En 2016, ce site publiait l’interview de Mélanie Savary, cofondatrice de Duo Beauty avec Lisa : réseau lancé le 1er septembre 2015, 15 conseillères, objectif 50 pour 2016, commission 25 % sur le CA HT, plus un pourcentage sur les recrutements, packs de départ payés ou « challengés » avec des chèques non encaissés. L’article se lisait comme une fiche de recrutement. En 2026, ce réseau national n’apparaît plus. Les « Duo Beauté » encore au RCS sont des instituts locaux (coiffure, cabine), nés en 2025, sans lien avec cette enseigne. Garder la page comme un mode d’emploi pour « rejoindre Duo Beauty » serait mentir.
Sommaire
La grille qui survit aux enseignes
Les questions de 2016 restent les bonnes, pour Yves Rocher, Jafra, ou n’importe quelle marque qui recrute encore : prix d’achat réel, marge après échantillons et essence, stock demandé, liberté de partir, part de rémunération qui vient des ventes aux clientes plutôt que du parrainage. Le statut est celui du VDI : mandataire (pas de stock, commission) ou acheteur-revendeur (le carton est à vous). La Fédération de la vente directe publie les enseignes adhérentes ; une société absente n’est pas illégale pour autant, mais vous n’avez plus l’oreille d’un syndicat de la profession.

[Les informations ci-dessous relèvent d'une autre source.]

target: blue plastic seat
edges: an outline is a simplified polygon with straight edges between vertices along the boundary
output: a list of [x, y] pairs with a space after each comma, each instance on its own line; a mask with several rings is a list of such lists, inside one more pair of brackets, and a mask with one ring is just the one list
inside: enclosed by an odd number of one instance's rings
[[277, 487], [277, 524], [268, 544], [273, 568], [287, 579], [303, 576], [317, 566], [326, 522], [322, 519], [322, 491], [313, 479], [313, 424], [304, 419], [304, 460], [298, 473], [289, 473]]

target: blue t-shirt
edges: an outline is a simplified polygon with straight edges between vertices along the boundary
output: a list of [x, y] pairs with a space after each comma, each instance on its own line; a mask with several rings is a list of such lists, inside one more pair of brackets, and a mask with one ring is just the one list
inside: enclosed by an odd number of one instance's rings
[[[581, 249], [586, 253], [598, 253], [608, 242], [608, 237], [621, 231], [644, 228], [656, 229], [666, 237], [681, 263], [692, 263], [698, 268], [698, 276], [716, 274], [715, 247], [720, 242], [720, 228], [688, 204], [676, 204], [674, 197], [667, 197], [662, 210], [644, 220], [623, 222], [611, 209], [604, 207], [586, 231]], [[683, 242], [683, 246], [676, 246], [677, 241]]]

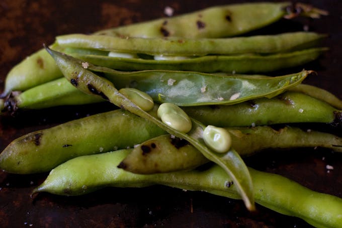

Duo Beauty promettait 10 % du CA « pour vous réapprovisionner en produits de présentation ». Autrement dit, une partie de la commission revient en stock. Les chèques « non encaissés si le challenge est réussi » transforment un pack en dette conditionnelle. Entretien obligatoire, réduction sur vos propres commandes : le premier client est souvent vous. C’est légal, et c’est aussi le moment où le complément de revenu devient un placard de flacons.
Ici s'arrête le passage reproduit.